Analytic Photometric Redshift Estimator for Type Ia Supernovae From the Large Synoptic Survey Telescope

TL;DR

This paper presents an improved analytic method for estimating photometric redshifts of Type Ia supernovae, achieving high accuracy and low outlier rates using simulated LSST data, which enhances cosmological measurements from supernova surveys.

Contribution

The paper introduces a significantly improved analytic photo-z estimator for SNe Ia, validated on large simulated datasets, providing high-precision redshift estimates crucial for cosmology.

Findings

Achieves 2% accuracy in photometric redshifts

Bias in z_phot is near zero, less than 10^{-4}

Outlier fraction below 0.33% with specified error thresholds

Abstract

Accurate and precise photometric redshifts (photo-z's) of Type Ia supernovae (SNe Ia) can enable the use of SNe Ia, measured only with photometry, to probe cosmology.

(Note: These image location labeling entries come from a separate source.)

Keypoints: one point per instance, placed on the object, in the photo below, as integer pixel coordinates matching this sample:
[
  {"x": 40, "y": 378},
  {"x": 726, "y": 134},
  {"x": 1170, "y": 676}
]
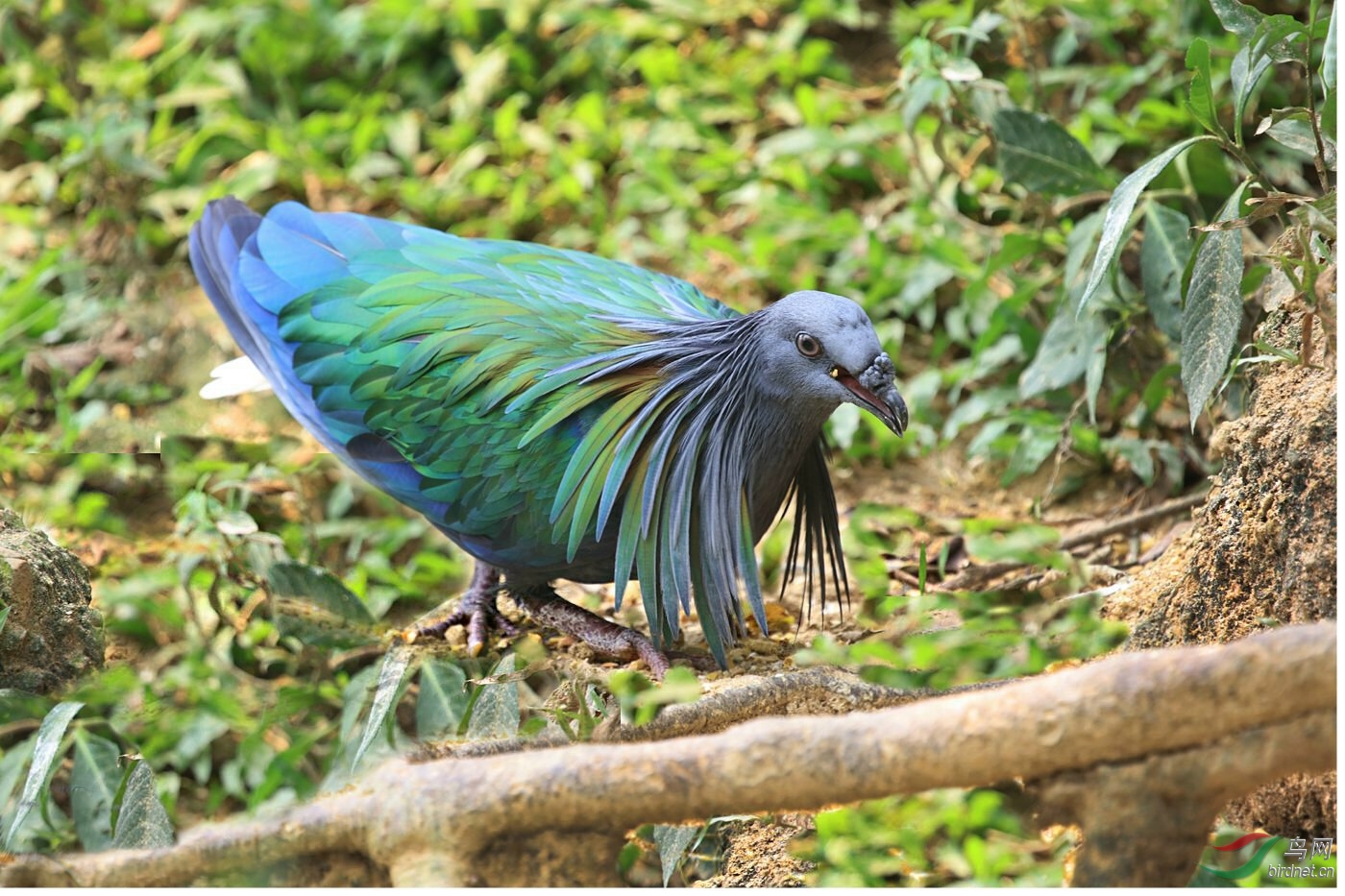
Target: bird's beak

This dramatically increases the science return of supernova surveys planned for the Large Synoptic Survey Telescope (LSST). In this paper we describe a significantly improved version of the simple analytic photo-z estimator proposed by Wang (2007) and further developed by Wang, Narayan, and Wood-Vasey (2007). We apply it to 55,422 simulated SNe Ia generated using the SNANA package with the LSST filters. We find that the estimated errors on the photo-z's, \sigma_{z_{phot}}/(1+z_{phot}), can be used as filters to produce a set of photo-z's that have high precision, accuracy, and purity. Using SN Ia colors as well as SN Ia peak magnitude in the i band, we obtain a set of photo-z's with 2 percent accuracy (with \sigma(z_{phot}-z_{spec})/(1+z_{spec}) = 0.02), a bias in z_{phot} (the mean of z_{phot}-z_{spec}) of -9 X 10^{-5}, and an outlier fraction (with |(z_{phot}-z_{spec})/(1+z_{spec})|>0.1) of 0.23 percent, with the requirement that \sigma_{z_{phot}}/(1+z_{phot})<0.01. Using the SN Ia colors only, we obtain a set of photo-z's with similar quality by requiring that \sigma_{z_{phot}}/(1+z_{phot})<0.007; this leads to a set of photo-z's with 2 percent accuracy, a bias in z_{phot} of 5.9 X 10^{-4}, and an outlier fraction of 0.32 percent.